Certified L2-Norm Robustness of 3D Point Cloud Recognition in the Frequency Domain
Liang Zhou, Qiming Wang, Tianze Chen
TL;DR
The paper addresses the lack of certifiable robustness for 3D point cloud classification under structured, $\ell_2$-bounded perturbations. It introduces FreqCert, a framework that projects point clouds into the frequency domain via a graph Fourier transform, constructs multiple frequency-aware slices with dense-overlapping spectral windows, and aggregates predictions through majority voting. Two closed-form robustness radii, $R_{\text{slice}}$ and $R^\star$, are derived and proven tight, linking spectral margins and the Laplacian eigengap to classifier stability under perturbations. Experiments on ModelNet40 and ScanObjectNN demonstrate superior certified and empirical robustness over baselines and empirical defenses, highlighting the practical value of spectral representations for provable robustness in 3D recognition.
Abstract
3D point cloud classification is a fundamental task in safety-critical applications such as autonomous driving, robotics, and augmented reality.
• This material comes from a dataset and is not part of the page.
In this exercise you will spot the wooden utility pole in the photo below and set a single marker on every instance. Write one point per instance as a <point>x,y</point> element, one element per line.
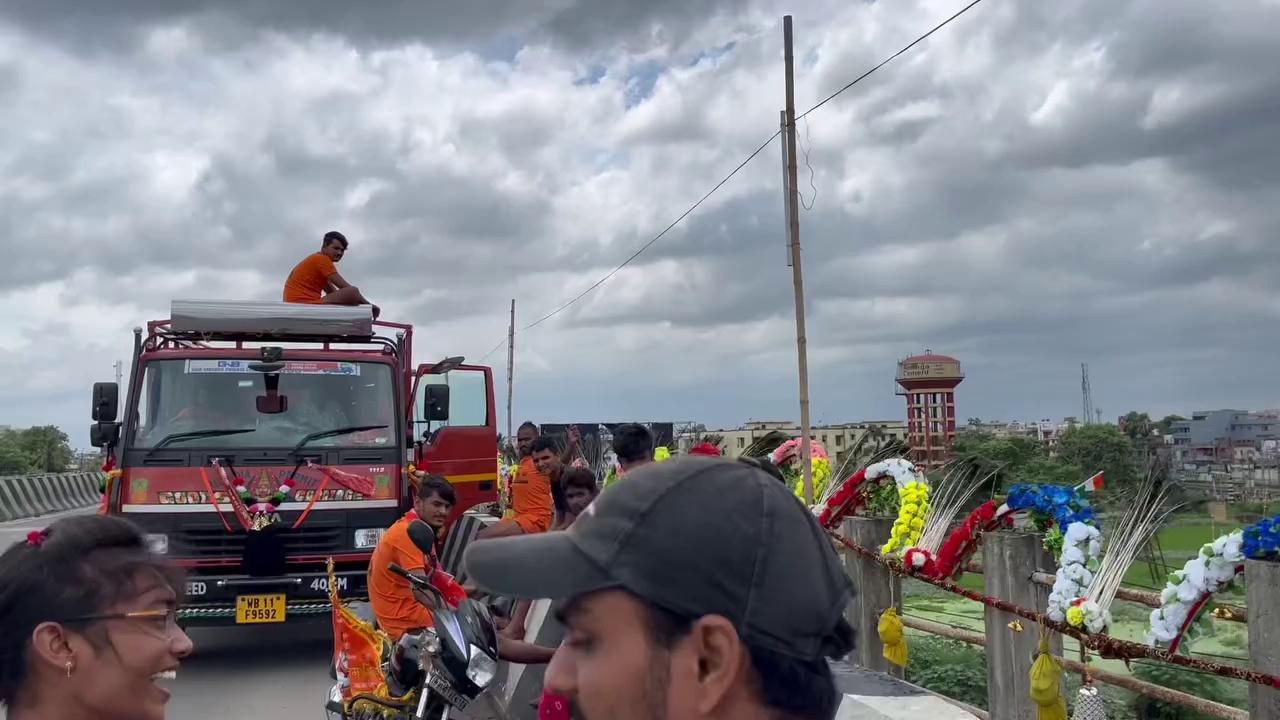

However, recent studies reveal that point cloud classifiers are vulnerable to structured adversarial perturbations and geometric corruptions, posing risks to their deployment in safety-critical scenarios. Existing certified defenses limit point-wise perturbations but overlook subtle geometric distortions that preserve individual points yet alter the overall structure, potentially leading to misclassification. In this work, we propose FreqCert, a novel certification framework that departs from conventional spatial domain defenses by shifting robustness analysis to the frequency domain, enabling structured certification against global L2-bounded perturbations. FreqCert first transforms the input point cloud via the graph Fourier transform (GFT), then applies structured frequency-aware subsampling to generate multiple sub-point clouds. Each sub-cloud is independently classified by a standard model, and the final prediction is obtained through majority voting, where sub-clouds are constructed based on spectral similarity rather than spatial proximity, making the partitioning more stable under L2 perturbations and better aligned with the object's intrinsic structure. We derive a closed-form lower bound on the certified L2 robustness radius and prove its tightness under minimal and interpretable assumptions, establishing a theoretical foundation for frequency domain certification. Extensive experiments on the ModelNet40 and ScanObjectNN datasets demonstrate that FreqCert consistently achieves higher certified accuracy and empirical accuracy under strong perturbations. Our results suggest that spectral representations provide an effective pathway toward certifiable robustness in 3D point cloud recognition.